Regarding personal collection of tiger bone and rhino horn, the new regulation said they should register with the government and can only be gifted or inherited. Products that were “illegally obtained” will be confiscated.

“Even if restricted to antiques and use in hospitals, this trade would increase confusion by consumers and law enforcers as to which products are and are not legal, and would likely expand the markets for other tiger and rhino products,” WWF said.

WWF called on China to maintain the bans on trade in tiger bone and rhino horn, and contended that the ban should be expanded to cover trade in all tiger parts and products.

South African veterinarians applying bandage and stitches in 2016 to a poached de-horned rhinoceros that was left to die on a ranch some 150km north of Johannesburg. Photo: AFP

China banned all use and trading of tiger bone and rhino horn in 1993, after it joined the Convention on International Trade in Endangered Species of Wild Fauna and Flora, or CITES, an international agreement among governments of more than 170 countries.

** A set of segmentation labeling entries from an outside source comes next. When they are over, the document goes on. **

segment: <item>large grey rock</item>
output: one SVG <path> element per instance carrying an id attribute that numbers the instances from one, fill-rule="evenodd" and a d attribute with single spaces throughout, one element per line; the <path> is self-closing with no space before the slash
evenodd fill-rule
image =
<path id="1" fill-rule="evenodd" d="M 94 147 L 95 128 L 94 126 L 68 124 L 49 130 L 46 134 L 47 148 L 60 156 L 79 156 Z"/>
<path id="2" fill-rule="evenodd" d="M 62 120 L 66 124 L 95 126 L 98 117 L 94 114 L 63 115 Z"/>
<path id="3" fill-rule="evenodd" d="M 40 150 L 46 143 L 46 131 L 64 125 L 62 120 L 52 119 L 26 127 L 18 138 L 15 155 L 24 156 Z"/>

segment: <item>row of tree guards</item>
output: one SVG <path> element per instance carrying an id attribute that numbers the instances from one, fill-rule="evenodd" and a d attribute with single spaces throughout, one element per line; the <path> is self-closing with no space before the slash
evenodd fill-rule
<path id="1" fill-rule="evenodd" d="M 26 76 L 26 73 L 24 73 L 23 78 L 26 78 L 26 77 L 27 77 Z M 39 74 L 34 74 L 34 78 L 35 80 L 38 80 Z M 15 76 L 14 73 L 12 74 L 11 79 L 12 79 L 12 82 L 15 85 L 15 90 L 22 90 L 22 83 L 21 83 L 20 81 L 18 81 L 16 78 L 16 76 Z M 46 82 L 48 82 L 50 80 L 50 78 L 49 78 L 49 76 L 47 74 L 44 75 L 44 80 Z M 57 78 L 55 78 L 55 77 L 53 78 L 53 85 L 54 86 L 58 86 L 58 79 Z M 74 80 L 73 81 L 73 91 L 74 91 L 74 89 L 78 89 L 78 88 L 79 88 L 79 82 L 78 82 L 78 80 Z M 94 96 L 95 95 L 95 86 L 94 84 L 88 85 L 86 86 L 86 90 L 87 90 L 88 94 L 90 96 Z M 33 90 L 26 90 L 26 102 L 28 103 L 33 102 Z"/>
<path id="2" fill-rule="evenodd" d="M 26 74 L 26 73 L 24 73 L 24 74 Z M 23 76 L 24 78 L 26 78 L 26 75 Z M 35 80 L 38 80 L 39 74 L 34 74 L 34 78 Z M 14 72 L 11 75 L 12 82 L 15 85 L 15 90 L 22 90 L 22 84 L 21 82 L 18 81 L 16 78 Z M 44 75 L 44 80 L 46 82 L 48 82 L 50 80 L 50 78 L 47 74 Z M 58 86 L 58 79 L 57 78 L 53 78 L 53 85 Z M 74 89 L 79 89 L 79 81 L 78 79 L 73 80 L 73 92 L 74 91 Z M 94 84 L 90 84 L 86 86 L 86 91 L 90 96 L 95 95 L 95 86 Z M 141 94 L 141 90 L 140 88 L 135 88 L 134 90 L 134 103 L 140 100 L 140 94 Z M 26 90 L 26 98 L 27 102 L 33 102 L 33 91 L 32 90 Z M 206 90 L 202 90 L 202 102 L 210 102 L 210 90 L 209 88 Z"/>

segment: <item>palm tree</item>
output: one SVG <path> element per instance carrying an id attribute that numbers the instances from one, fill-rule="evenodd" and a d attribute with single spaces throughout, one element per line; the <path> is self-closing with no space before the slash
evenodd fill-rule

“Tiger bones and rhino horns should no longer be used in medications,” the notice of the ban in 1993 said. “The government encourages research of substitutions of medicines using the endangered animals.”

In that year, both tiger bone and rhino horn were removed from the traditional Chinese medicine pharmacopoeia. In 2010, the World Federation of Chinese Medicine Societies released a statement urging members not to use tiger bone or any other parts from endangered species.

“With wild tiger and rhino populations at such low levels and facing numerous threats, legalised trade in their parts is simply too great a gamble for China to take,” Kinnaird said.

“This decision seems to contradict the leadership China has shown recently in tackling the illegal wildlife trade, including the closure of their domestic ivory market, a game changer for elephants warmly welcomed by the global community.”